If my initial defensiveness about veterans at the Capitol was misguided, I wondered was I similarly misguided in my fears that “Cherry,” which couldn’t possibly have selected a more unseemly avatar for America’s veterans as its hero, would in some way do our community further harm? Should it have mattered to me that while the author of “Cherry” is a veteran, the directors, the screenwriters and the lead actor are not? Were the Russo brothers committing an egregious act of cultural appropriation?
I know plenty of veterans working — or struggling to find work — in Hollywood. How should I interpret the exclusion of their talents on a film that so directly engages with their experience, particularly when that experience is about to be rendered in such an unflattering light?
My answer to this question didn’t come in conversation with my friends, but rather with my own engagement in war, and also in the art that comes out of war. Take the 1986 film “Platoon.” Oliver Stone, its writer and director, is a Vietnam veteran. Does that make it superior to or more authentic than films like “Apocalypse Now” or “Full Metal Jacket,” whose directors — Francis Ford Coppola and Stanley Kubrick — were not veterans? Certainly not; all three films contain profound truths about war.
What’s more, those three films, widely regarded as among the finest from the Vietnam generation — engage with themes that transcend war itself. Which is, of course, why Mr. Coppola and Mr. Kubrick could create such accomplished films despite never having fought in a war. Their subject wasn’t war per se. Rather, war had become a device to engage a larger subject, the one that engages all great art — our shared humanity.

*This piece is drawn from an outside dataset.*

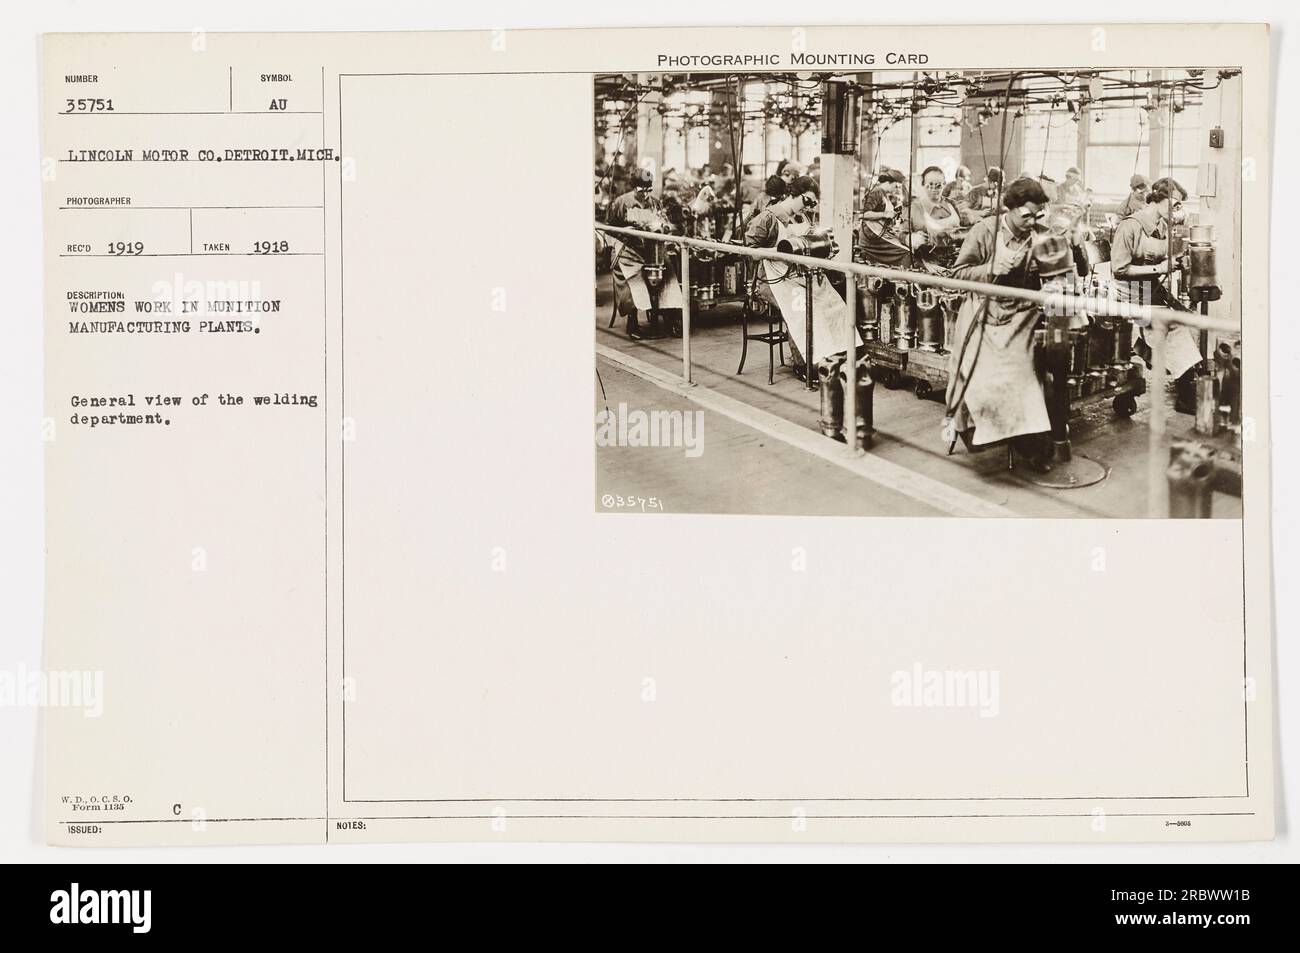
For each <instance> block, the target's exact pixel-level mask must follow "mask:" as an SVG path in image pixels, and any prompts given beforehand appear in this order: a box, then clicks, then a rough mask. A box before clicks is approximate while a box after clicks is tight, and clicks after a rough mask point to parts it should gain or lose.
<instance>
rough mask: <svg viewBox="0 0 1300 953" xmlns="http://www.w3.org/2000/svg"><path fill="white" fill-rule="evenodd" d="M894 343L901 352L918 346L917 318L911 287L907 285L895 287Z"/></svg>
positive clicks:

“Cherry” is set in and around Cleveland, a part of the country decimated by our changing economy and the opioid epidemic. It just so happens that the Russo brothers were raised there. When learning a bit more about the film, I saw that this devastation in their community is what initially drove their interest in the story, something not immediately obvious to me.
These myriad connections — both seen and unseen — are why erecting cultural barricades is such an ultimately unproductive enterprise. Who are any of us to assume to know every part of another?
So, I’ve come full circle in my thinking. I’m not only rooting for America’s veterans to engage with the extremism that has infiltrated our ranks, but I also hope a broader segment of America will engage with the subject as well. Which is why I’m rooting for “Cherry,” too, and hope it finds an audience, one who finds meaning in it.
Sure, veterans can always use the extra attention that comes with the release of any new movie about us and our wars. But more than that, right now America could use a work of art that tells us something about ourselves.